La isla by Giani Stuparich

La isla by Giani Stuparich

autor:Giani Stuparich [Stuparich, Giani]
La lengua: spa
Format: epub
Tags: Novela, Drama, Realista
editor: ePubLibre
publicado: 1942-01-01T00:00:00+00:00


El sol, al declinar tras el bajo perfil del promontorio que resguardaba el puerto como en un abrazo, había dejado en el cielo una luz pálida, de una inconsolable melancolía. Un crepúsculo singular: de tintas pobres, apenas velado por una dorada calígine; el sol había desaparecido como sin avisar. Había cesado hasta el menor soplo de brisa y en el aire había quedado un estupor cansino.

El hijo encontró al padre sentado en el muelle. Andaba a vueltas con los dos sedales que tenía a los lados y con uno que tenía en la mano. Lo había visto llegar desde lejos y enseguida se le había serenado el rostro.

—Pareces todo un pescador —exclamó el hijo.

—Sí, más chulo que un ocho. El que pagará el pato será el traje. Tendría que ser de esa tela que usan los marineros. Y una gorra con visera. Tú, supongo que te aburrirías estando horas y horas así…

—Me aburriría. Coger los peces, pase, pero esperar…

—Y sin embargo de niño te gustaba. Yo, la afición a la pesca la he tenido desde siempre. Me tranquiliza: respiro este aire de tal modo que me parece tener el mar en los labios, veo ponerse el sol, moverse las barcas silenciosamente, no pienso en nada; y mientras tanto, estoy siempre a la espera de una emoción. ¿Qué más quieres? Si toda la vida fuera así…

—¿Has notado algo?

—Un tirón hace poco en el sedal que tengo en la mano, me aceleró el corazón. Ya creía que lo tenía: se ha largado con medio cebo.

—¿Un buen congrio? —preguntó bromeando el hijo, a sabiendas de que ponía el dedo en la llaga.
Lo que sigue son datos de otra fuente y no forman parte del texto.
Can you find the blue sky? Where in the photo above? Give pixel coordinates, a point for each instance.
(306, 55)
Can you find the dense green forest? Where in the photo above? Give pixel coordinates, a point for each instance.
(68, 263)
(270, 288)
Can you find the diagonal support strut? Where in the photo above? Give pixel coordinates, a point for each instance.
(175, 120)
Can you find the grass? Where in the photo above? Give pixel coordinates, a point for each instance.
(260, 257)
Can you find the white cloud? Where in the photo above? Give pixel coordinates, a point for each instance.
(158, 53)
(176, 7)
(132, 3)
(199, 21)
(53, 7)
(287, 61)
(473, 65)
Cualquier pez que se pareciera a una anguila daba asco a su padre: si por desgracia pescaba alguna, prefería perder el sedal antes que cogerla.

—Brrr…, no; anguilas espero que no haya por aquí: no por nada he escogido este sitio. Tiene que haber sido una lubina de cuidado, uno de esos viejos bribones de puerto que te cogen el cebo de lado, con la boca apretada, y se lo llevan soltándolo del anzuelo.

—Pronto será ya la hora de cenar. ¿No vienes a comer? —La voz del hijo delató su turbación.

—Voy enseguida. Ve tú primero. Quiero ver si este viejo zorro es capaz de pegármela otra vez. —El tono del padre era tranquilo, su ánimo completamente enfrascado en la pesca.

El hijo se alejó, caminando lentamente a lo largo del muelle. Los olores desagradables a cerrado que salían de algunas casas se mezclaban con el hedor a podrido que emanaba de los rincones muertos del puerto. No conseguía vencer el desconsuelo que se había apoderado de él desde las primeras horas de la tarde. Todo le daba una ligera sensación de náusea: la idea de volver a aquella casa sofocante, de ver a la vieja Teresa despeinada con su bata sucia, a la nuera enfermiza con sus ojos de víctima, al curilla pegajoso igual que sus manos sudadas. Tener que sentarse a la mesa entre aquellas antiguallas de bazar histórico, con la aprensión continua de ver detenerse en la garganta de su padre el bocado que estaba tomando.